Case Study: From Execution to Leading the Room
Context
A senior VP in technology investment banking had built strong execution experience and was trusted on deals.
But in senior settings, especially in rooms with multiple MDs or clients, his role was still developing.
He had the work. He had the preparation. But he wasn’t consistently shaping the conversation early.
The Situation
Like many at this stage, the instinct was to build up to the answer. Add more detail. Be precise. Make sure everything was covered.
The result was that his voice came in later, often reinforcing a direction rather than helping set it.
At the same time, he was exploring external opportunities. And the same pattern showed up there.
The conversations were solid, but leaned toward execution and experience rather than a clear point of view on the market and his trajectory.
What Wasn’t Working
The issue wasn’t capability.
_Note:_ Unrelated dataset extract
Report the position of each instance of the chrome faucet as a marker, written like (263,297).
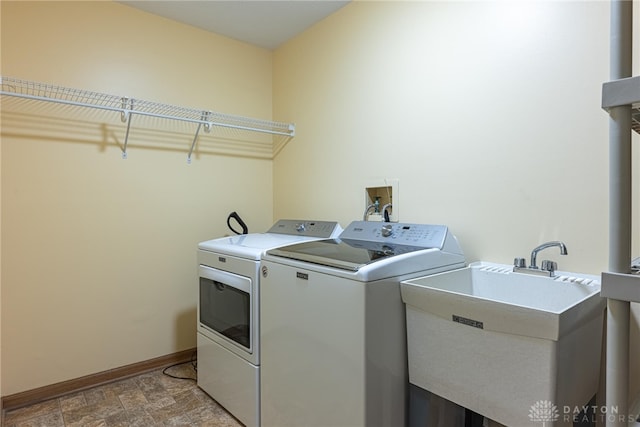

It was how he was showing up in critical moments.
Waiting to speak instead of leading early
Letting structure and detail dilute the core message
Positioning himself through transactions rather than perspective
In both internal and external settings, this limited how others saw his role.
The Shift
We focused on a simple but meaningful change. Lead with the point of view.
In the first 30–60 seconds:
What is happening in the market
What matters in this situation
What should be done
No additional slides. No extra content. Just clarity, backed by experience.
We practiced this in real scenarios:
Internal meetings
Conference settings
Live deal discussions
In parallel, we re-framed how he approached external conversations. Not as interviews, but as strategic discussions.
Anchoring on insight, not just deal experience
Speaking to patterns, not isolated transactions
Positioning his trajectory intentionally
What Changed
Over time, his role in the room shifted. He was no longer contributing when asked.
He was helping set direction earlier in the conversation. Externally, the dynamic changed from
“can he execute” to “how does he think and where can he lead.”
He began building a clearer point of view, and with it, greater confidence in how he showed up across situations.
“Rahul helped me shift from an execution-first VP to someone who can lead a room with confidence. The frameworks around presence and pacing changed how I communicate with MDs and clients. I’m finally building a point of view, not just presenting pages. This has been one of the highest-ROI investments I’ve made in my career.” — VP, Investment Banking
Closing
The work was not about doing more. It was about simplifying how he showed up and building the confidence to lead with a point of view, before the room decided for him.